I joined the long line and asked the girl in front of me, “Is everyone in sixth-period gym? There’s, like, seventy of us in this line.”
That would be a hell of a dodgeball game. I imagined sixty-nine people against me. I’d get creamed.
“There’s only, like, twenty people in each rotation,” the girl said. “Or maybe thirty in flag football. All those guys lined up early so they could get in the flag football rotation.”
“Wait, so you’re saying we can choose which activity we want to do?” I asked her.
When I got to the front of the line, the gym teacher barked at me: “Name?”
“Frame, sir.”
For some reason, these guys always elicit a “sir” from me.
“Frame. Right, Frame.” He handed me a lock closed around a hole-punched index card. “Locker number and combination.”
Then he gave me a creased yellow sheet from a large stack.
“This is the list of rotations. Mark your first and second choice. And sorry to say…”
The coach slashed a big red X across the first choice on the sheet. Gym teachers got red pens, too?
“… flag football is all filled up.”
“Gosh darn it,” I said. That was my lame attempt to act upset. Really, I was pleased. Flag football always resulted in everyone grabbing at everyone else’s crotch.
Yellow sheet in hand, I sought an open spot on the gym floor. There I sat, legs crossed, perusing my options.
Weight Training.
No way in hell.
Soccer.
Eh.
CardioPump, CardioFunk, CardioFlex
… embarrassing.
Nutritional Science?
“Shit, man. All that’s left is Nutritional Science,” one guy leaving the line told another.
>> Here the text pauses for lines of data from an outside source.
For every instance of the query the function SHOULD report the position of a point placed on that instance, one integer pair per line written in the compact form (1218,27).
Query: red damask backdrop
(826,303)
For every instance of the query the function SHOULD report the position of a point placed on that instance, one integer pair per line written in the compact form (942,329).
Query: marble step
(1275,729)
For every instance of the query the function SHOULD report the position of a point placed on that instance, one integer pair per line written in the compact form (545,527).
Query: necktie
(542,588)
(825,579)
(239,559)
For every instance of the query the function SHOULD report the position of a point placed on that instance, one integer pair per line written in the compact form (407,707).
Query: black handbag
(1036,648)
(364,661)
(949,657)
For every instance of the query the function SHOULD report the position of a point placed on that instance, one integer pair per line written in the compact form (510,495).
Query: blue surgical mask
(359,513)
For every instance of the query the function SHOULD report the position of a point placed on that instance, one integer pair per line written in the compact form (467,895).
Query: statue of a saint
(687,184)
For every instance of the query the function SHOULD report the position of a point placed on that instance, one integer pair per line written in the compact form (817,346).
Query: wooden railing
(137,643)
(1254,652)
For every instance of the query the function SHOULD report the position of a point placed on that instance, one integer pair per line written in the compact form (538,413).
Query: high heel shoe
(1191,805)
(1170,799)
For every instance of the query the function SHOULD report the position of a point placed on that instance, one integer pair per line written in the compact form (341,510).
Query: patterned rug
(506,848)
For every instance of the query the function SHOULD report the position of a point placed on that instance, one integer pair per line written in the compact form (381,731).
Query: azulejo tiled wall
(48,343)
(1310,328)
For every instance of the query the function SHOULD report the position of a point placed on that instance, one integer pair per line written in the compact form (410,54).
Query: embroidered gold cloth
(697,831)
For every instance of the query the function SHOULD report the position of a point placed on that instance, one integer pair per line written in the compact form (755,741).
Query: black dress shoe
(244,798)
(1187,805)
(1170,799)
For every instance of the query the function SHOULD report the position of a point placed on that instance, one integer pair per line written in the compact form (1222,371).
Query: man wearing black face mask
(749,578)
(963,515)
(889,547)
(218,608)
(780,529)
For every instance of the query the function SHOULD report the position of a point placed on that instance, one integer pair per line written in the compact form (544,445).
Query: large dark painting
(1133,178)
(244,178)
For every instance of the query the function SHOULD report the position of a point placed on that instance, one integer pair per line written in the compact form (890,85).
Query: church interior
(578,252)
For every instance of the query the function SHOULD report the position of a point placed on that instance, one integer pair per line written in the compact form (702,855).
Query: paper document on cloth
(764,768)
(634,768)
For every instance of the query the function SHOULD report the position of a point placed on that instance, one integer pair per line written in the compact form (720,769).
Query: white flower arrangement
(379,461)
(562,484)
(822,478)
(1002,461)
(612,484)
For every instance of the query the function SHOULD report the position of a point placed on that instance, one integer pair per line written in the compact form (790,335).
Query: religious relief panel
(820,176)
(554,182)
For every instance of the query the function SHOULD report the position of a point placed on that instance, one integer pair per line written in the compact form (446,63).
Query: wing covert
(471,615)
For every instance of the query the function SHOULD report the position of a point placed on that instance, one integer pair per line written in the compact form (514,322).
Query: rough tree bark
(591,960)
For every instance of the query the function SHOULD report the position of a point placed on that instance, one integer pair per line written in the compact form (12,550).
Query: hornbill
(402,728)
Both guys sat down next to me.
“Hey, what is that?” I asked. “Nutritional Science?”
“You sit in a classroom and talk about vegetables,” the guy told me. “You even have tests. It sucks.”
“Yeah, sounds bad,” I said.
Tests? I loved tests! I was great at tests! Folding my paper over so they couldn’t see, I wrote a huge number 1 next to
Nutritional Science
. I creased the paper in half and slipped it into the pile on the coach’s table.
The first day went so well that, by the time it was over, I had forgotten the one rough patch—homeroom. In fact, I didn’t remember it until now, when I’m remembering everything.
Eff the
F
homeroom. It’s always a terrible place. For fifteen minutes between first period (history) and second period (physics) I was plunged into a boiling pot of kids from all different cliques, with the only thing we had in common being
F
last names. Our homeroom teacher was Mr. Pitt.
“Frame?” Mr. Pitt, who was more pit stains than Brad Pitt, squinted at his attendance sheet.
“Is that Frame? Where’s Frame?”
I tried to hide behind two kids playing hacky sack between the desks.
“Uh… uh,” I stuttered. Then I remembered I was a vampire and stood up proudly.
“That’s me,” I declared.
“It’s Frame? First name?” Mr. Pitt squinted at his sheet.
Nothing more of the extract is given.